2. The method of claim 1, wherein the step of retaining the valid word comprises extracting a high-frequency root word by a word segmentation system, removing invalid words, and repeating the operation until all the invalid words are removed.

3. The method for rapidly segmenting words in network popularization according to claim 1, wherein the effective root is screened out by screening out effective roots from the remaining effective words through high-frequency roots according to the principle that the parts of speech are similar and the structures are the same until no extractable effective words exist in the remaining effective words.

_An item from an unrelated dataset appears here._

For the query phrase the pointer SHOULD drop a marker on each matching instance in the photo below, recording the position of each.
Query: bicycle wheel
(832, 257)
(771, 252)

4. The method for fast segmenting words in network popularization according to claim 1, wherein in the word segmentation stage, after the effective root is selected, the word segmentation system extracts similar keywords from all long-tail words according to the root sequence and classifies the keywords according to the character length, and in the similar keywords, the keywords with the same length are ranked according to the character length to finally generate an xls word segmentation table.

5. The method as claimed in claim 4, wherein the keyword clustering is performed by partitioning the same type of effective root words into a row, then refining the words with consistent keyword character length into a row according to the keyword character length in each row, then extracting the regional words from each row, and then dividing the regional words into a row, and cyclically operating the content of each row.